For continuous variables (test scores and age), P-values were obtained from ANOVA. For duration of follow-up, P-value was obtained from Kruskal-Wallis test. For categorical variables (sex and education), P-values were obtained from Pearson’s chi-squared test.

**

Each neuropsychological test score was standardized by its mean and standard deviation.

IADL = independent activities of daily living, Animals = Semantic Verbal Fluency (animals), OME = Fuld Object Memory Evaluation, Block = Block Design (WAIS-III), BNT = Boston Naming Test, Clock = Clock Drawing Test, Digit = Digit Span Forward, Letters = Phonemic Verbal Fluency (letters P & S), LM Immediate = WMS-R Logical Memory immediate recall, LM DR = WMS-R Logical Memory delayed recall, IUTT = Indiana University (IU) Token Test, TMTA = Trail Making Test Part A, TMTB = Trail Making Test Part B, VR Immediate = WMS-R Visual Reproduction immediate recall, VR DR = WMS-R Visual Reproduction delayed recall.

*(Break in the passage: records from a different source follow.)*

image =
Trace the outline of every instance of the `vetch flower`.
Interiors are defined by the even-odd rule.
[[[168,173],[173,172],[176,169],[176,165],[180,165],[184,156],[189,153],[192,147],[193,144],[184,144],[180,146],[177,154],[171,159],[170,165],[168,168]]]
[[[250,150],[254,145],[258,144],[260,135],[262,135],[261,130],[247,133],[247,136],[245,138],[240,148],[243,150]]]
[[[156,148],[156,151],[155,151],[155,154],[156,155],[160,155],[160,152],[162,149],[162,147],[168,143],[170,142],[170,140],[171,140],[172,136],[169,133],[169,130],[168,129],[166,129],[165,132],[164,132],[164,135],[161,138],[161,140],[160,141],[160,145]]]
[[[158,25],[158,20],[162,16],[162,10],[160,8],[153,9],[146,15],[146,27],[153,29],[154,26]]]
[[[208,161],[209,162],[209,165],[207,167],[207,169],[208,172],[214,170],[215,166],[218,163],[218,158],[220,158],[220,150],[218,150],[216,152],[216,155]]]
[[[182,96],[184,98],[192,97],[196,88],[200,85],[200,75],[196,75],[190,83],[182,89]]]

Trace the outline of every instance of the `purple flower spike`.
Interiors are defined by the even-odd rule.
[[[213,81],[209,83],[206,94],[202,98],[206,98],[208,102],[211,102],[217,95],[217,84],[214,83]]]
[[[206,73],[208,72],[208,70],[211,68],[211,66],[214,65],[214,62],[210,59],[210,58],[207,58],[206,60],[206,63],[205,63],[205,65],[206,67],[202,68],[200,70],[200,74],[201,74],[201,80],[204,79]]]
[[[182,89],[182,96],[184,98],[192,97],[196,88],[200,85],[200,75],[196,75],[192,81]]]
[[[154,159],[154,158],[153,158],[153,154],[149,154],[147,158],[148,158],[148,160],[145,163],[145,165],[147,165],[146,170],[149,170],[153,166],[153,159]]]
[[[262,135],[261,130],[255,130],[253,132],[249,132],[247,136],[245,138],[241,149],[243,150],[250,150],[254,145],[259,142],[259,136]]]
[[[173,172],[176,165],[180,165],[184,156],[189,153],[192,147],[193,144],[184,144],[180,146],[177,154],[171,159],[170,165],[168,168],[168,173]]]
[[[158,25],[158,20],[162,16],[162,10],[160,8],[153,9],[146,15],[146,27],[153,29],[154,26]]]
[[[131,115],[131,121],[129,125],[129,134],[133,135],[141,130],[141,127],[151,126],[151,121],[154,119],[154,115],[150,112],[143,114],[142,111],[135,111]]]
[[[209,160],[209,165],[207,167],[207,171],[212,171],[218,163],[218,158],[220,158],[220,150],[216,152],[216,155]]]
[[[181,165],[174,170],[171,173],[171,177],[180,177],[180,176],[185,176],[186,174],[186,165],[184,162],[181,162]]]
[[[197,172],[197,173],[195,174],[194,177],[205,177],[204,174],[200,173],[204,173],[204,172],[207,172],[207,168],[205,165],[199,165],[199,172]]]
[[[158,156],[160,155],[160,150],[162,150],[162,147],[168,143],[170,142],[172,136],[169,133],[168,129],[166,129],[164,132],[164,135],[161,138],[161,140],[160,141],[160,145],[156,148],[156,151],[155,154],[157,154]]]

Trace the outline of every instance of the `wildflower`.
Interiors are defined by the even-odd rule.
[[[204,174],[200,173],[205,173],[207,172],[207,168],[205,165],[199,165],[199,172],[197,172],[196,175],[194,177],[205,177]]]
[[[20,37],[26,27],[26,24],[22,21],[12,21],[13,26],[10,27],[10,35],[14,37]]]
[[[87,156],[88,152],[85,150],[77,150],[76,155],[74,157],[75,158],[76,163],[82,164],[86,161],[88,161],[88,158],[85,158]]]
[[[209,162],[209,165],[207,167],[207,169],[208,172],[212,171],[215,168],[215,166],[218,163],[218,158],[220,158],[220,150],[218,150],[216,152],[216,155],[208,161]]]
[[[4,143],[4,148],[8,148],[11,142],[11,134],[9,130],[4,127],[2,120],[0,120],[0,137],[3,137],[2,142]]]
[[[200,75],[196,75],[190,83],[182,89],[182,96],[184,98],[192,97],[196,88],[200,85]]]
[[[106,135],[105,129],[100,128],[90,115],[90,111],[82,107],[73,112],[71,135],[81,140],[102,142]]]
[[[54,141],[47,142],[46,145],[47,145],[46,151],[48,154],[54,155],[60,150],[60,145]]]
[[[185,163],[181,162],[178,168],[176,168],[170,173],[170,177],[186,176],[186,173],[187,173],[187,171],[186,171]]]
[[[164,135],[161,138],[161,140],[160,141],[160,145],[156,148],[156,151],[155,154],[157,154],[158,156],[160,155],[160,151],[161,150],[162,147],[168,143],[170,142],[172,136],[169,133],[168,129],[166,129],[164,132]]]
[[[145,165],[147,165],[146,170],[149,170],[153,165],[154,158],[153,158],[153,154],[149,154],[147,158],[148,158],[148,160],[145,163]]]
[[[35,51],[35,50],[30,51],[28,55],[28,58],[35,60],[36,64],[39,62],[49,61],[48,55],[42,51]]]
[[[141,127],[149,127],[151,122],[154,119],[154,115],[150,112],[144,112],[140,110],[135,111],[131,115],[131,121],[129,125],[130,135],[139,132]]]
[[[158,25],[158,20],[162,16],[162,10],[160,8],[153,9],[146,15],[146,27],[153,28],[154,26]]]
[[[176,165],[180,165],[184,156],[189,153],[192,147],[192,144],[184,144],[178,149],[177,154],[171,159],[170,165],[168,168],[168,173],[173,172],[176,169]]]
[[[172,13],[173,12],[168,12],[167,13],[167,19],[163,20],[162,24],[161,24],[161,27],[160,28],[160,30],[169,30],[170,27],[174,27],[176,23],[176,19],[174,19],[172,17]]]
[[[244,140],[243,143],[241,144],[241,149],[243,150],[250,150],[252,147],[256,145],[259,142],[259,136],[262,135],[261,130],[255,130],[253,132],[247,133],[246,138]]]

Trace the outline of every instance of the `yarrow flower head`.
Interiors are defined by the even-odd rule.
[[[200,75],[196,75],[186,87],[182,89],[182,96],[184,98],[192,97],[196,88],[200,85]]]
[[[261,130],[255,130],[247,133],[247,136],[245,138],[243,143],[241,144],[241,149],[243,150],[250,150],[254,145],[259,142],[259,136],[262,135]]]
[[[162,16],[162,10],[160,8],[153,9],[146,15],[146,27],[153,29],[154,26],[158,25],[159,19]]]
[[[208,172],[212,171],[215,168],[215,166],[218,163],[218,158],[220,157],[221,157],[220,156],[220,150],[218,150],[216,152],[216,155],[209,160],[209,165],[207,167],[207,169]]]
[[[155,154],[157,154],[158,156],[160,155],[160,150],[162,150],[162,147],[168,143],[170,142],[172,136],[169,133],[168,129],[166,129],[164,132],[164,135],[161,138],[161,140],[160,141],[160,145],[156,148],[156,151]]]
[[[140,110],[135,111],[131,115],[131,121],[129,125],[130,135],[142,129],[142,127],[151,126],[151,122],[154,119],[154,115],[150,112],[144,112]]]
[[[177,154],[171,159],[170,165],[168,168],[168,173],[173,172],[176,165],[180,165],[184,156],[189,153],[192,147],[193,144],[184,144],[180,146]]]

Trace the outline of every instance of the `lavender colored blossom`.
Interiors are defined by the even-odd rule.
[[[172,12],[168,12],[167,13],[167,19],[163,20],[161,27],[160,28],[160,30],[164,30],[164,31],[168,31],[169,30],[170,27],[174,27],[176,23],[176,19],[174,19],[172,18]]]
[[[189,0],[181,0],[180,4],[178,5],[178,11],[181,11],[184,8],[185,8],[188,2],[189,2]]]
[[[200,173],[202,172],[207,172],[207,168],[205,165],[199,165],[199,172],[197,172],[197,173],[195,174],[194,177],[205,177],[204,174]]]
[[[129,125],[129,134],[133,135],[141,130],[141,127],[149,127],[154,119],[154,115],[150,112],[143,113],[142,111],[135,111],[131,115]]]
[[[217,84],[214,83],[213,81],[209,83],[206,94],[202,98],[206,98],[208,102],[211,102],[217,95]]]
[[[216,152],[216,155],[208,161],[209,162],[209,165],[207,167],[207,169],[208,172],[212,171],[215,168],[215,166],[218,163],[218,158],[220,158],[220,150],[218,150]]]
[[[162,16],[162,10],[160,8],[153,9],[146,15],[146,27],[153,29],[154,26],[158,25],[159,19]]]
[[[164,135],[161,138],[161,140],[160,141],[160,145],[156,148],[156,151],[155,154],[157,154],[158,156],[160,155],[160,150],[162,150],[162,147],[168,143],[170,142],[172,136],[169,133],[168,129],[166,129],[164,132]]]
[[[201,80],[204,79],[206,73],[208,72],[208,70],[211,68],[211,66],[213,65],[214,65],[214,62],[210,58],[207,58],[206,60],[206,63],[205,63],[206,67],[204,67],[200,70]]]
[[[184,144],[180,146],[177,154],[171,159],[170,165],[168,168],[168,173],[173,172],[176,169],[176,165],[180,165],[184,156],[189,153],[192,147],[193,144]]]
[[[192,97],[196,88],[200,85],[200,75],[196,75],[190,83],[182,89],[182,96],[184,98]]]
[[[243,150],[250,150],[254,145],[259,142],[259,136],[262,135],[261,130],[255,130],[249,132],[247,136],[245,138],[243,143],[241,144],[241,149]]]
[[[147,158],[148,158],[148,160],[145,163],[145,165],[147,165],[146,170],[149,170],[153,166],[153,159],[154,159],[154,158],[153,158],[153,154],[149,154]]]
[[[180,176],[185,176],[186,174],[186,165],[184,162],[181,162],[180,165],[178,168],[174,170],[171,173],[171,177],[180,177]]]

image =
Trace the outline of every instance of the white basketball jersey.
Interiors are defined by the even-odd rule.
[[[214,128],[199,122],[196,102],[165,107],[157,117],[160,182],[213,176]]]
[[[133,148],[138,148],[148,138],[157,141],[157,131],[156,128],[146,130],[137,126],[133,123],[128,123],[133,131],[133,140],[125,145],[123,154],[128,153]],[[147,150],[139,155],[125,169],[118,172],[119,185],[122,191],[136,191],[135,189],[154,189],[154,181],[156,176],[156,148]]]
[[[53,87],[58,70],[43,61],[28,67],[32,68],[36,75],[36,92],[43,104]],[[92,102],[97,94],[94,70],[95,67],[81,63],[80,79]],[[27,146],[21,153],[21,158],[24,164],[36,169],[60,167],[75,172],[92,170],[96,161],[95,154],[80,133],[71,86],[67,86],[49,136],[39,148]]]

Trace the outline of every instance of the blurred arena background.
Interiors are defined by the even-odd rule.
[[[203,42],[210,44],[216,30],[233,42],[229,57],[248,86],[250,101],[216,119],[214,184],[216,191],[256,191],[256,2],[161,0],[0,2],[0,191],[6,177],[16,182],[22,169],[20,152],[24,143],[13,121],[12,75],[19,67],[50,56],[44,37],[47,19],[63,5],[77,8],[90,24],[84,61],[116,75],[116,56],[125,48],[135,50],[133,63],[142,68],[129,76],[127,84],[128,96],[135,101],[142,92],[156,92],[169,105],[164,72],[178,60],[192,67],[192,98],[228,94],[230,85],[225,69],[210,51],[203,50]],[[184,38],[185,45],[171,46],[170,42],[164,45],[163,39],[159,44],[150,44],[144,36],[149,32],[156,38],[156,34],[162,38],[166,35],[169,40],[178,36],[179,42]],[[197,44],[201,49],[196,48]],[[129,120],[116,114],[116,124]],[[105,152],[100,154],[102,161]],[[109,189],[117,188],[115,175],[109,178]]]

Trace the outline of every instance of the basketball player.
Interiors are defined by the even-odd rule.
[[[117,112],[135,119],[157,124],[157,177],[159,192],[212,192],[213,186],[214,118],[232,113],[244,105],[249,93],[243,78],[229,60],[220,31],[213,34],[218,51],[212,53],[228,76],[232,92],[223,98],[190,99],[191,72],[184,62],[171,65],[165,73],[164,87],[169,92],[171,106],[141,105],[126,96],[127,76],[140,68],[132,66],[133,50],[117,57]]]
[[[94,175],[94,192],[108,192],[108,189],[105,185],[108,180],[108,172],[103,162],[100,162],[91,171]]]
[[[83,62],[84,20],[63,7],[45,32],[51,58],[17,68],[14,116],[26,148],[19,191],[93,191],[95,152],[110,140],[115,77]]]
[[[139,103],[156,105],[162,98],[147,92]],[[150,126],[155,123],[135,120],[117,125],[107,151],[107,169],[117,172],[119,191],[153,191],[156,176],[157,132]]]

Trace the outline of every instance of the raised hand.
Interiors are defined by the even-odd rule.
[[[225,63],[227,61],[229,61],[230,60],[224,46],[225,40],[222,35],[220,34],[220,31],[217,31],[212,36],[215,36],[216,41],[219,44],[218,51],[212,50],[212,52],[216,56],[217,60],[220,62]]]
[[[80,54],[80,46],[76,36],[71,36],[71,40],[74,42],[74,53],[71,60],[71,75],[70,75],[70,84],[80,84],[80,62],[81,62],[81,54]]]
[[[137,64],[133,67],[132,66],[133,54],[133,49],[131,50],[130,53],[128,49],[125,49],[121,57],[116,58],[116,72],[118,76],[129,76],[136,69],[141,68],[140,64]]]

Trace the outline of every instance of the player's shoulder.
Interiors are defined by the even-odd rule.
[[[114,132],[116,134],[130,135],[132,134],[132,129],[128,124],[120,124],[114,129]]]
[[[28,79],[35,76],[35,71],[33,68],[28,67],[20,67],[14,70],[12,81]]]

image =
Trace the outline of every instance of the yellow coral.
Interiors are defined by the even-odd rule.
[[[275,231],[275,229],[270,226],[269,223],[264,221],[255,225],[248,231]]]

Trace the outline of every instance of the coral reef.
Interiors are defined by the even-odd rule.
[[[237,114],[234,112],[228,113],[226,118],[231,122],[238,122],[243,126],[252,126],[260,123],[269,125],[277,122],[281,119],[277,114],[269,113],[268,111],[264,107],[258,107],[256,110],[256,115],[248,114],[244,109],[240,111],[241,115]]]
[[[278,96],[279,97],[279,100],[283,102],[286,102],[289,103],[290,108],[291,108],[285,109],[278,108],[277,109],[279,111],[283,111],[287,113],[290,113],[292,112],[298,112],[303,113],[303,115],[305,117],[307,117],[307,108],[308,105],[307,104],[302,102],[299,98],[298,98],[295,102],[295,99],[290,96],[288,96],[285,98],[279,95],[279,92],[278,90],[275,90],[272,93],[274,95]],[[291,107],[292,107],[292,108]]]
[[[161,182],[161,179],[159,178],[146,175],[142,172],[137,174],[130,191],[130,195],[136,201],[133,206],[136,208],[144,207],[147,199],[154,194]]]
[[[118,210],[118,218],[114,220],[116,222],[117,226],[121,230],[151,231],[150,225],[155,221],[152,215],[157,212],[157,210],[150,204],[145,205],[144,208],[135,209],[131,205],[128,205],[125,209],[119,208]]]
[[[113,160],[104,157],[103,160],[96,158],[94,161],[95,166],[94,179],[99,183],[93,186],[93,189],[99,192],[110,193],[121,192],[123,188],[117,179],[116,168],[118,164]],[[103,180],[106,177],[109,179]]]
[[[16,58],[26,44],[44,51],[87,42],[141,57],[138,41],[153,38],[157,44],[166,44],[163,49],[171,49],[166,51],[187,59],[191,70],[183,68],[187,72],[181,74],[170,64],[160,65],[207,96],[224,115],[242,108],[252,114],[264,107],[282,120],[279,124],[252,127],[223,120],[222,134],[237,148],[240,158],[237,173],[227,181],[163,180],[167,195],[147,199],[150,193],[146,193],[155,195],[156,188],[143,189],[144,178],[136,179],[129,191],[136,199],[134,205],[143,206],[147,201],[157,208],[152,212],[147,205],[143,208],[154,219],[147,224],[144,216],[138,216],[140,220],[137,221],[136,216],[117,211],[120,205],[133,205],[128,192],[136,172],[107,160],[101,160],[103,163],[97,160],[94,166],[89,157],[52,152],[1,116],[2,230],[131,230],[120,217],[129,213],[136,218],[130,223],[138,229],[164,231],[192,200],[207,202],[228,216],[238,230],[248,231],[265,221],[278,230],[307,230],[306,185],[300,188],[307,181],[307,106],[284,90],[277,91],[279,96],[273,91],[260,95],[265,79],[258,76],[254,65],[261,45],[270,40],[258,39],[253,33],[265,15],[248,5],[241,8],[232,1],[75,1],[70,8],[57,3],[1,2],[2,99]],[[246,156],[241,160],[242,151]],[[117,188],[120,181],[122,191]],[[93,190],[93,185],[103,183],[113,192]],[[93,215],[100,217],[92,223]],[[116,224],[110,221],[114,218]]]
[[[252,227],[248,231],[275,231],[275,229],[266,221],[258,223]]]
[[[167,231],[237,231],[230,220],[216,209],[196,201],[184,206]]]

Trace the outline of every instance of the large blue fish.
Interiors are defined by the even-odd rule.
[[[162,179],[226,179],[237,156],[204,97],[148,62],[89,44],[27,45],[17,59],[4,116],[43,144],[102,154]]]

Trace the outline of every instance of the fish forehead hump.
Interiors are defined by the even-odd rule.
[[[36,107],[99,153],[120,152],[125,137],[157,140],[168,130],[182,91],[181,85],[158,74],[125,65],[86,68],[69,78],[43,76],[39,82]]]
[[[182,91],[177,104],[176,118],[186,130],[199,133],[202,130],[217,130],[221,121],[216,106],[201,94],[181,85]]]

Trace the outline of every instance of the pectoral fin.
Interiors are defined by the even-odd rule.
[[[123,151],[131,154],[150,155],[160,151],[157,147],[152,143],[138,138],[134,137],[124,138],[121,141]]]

From the linear regression results (Table 2), the Low VA group had significantly lower baseline test scores than the High VA group on vision-dependent tests (Block Design, clock drawing, Trail Making A and B, Visual Reproduction immediate recall), and vision-independent tests (Logical Memory immediate recall). The Average VA group had significantly lower baseline scores than the High VA group on vision-dependent tests (Trail Making A and B, Visual Reproduction immediate recall) and vision-independent (Digit Span and Logical Memory immediate recall).

Table 2.

Linear regression (unstandardized (B) coefficients, SE B, standardized (β) coefficients) of baseline neuropsychological test scores on baseline visual acuity (VA) group (reference group = High VA, 20/25 to 20/20).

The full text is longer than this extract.